We have to provide choice or document a way to build a recommended
gnunet release. Never expect distributors to handle this properly
on their own. It took way to long to split up TexLive, and that's
still being done inofficial with everyone following a different

> > If yes, then how would the build look like? Do they have to "fully" build 
> > gnunet 3 times and cherry pick binaries? Do they have separate the build by 
> > hand because we build everything or nothing?
> It *should* suffice to build "everything" once, and then cherry pick
> binaries and/or resource files, simply because we have linked things
> _properly_ and use plugins where appropriate, so you can separate
> binaries related to sqlite from those related to postgres easily, while
> building both at the same time.

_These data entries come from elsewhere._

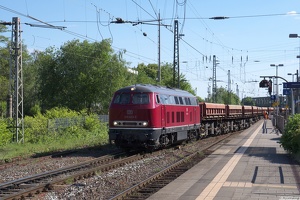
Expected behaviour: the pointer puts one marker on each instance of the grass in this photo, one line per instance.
(25, 150)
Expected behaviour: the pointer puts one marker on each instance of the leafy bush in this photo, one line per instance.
(290, 139)
(58, 129)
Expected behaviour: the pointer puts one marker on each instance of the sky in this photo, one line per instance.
(254, 36)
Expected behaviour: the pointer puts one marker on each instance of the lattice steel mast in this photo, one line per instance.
(16, 82)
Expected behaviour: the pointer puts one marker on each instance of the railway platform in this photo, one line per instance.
(250, 165)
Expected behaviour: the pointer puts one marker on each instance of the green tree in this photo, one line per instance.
(148, 75)
(81, 75)
(248, 101)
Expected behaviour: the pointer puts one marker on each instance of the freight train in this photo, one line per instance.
(151, 117)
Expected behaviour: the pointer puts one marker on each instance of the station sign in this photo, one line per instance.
(291, 85)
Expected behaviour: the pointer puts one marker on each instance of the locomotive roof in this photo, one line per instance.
(156, 89)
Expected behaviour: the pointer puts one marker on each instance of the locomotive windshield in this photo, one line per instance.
(123, 98)
(140, 99)
(137, 98)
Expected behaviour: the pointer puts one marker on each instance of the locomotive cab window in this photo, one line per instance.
(122, 98)
(140, 99)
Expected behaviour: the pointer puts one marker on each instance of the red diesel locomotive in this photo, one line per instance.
(151, 117)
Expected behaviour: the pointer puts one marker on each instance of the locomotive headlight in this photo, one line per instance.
(145, 123)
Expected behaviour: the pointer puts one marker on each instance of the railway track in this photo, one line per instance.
(154, 183)
(30, 186)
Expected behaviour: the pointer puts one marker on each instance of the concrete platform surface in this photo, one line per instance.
(251, 165)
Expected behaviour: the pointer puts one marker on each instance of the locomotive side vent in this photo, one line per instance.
(131, 123)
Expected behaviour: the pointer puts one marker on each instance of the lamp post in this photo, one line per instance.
(277, 97)
(292, 94)
(279, 65)
(298, 56)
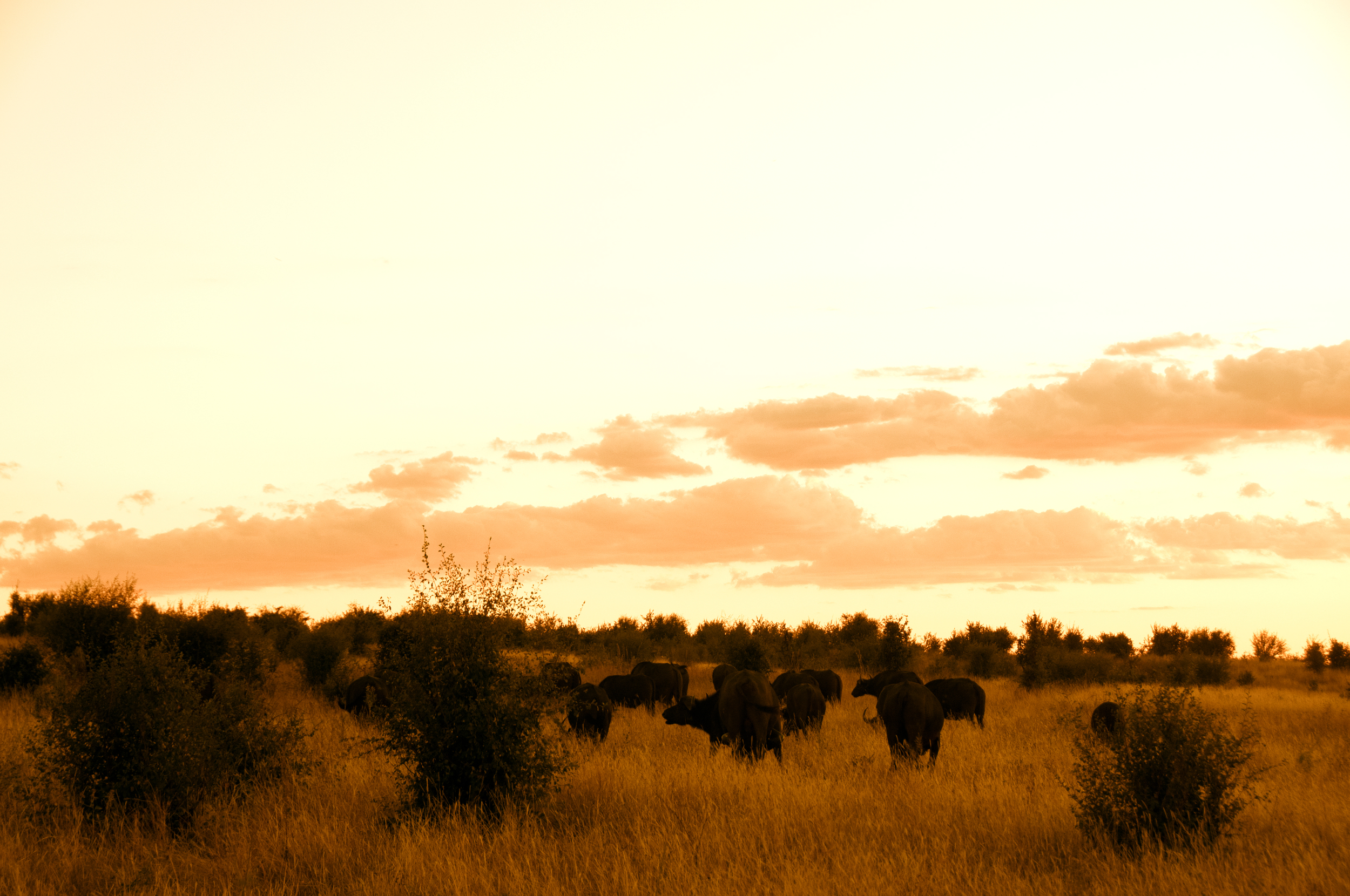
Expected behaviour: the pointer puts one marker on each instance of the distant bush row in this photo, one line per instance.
(88, 616)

The same holds for virtually everything
> else, including internal dependencies. So yes, distributors should just
> turn on everything, build everything once, but then have to cherry pick
> binaries by hand. But while we can provide guidance on the cherry
> picking, I don't think we can do away with it at the exact grouping
> depends on the distro's philosophy.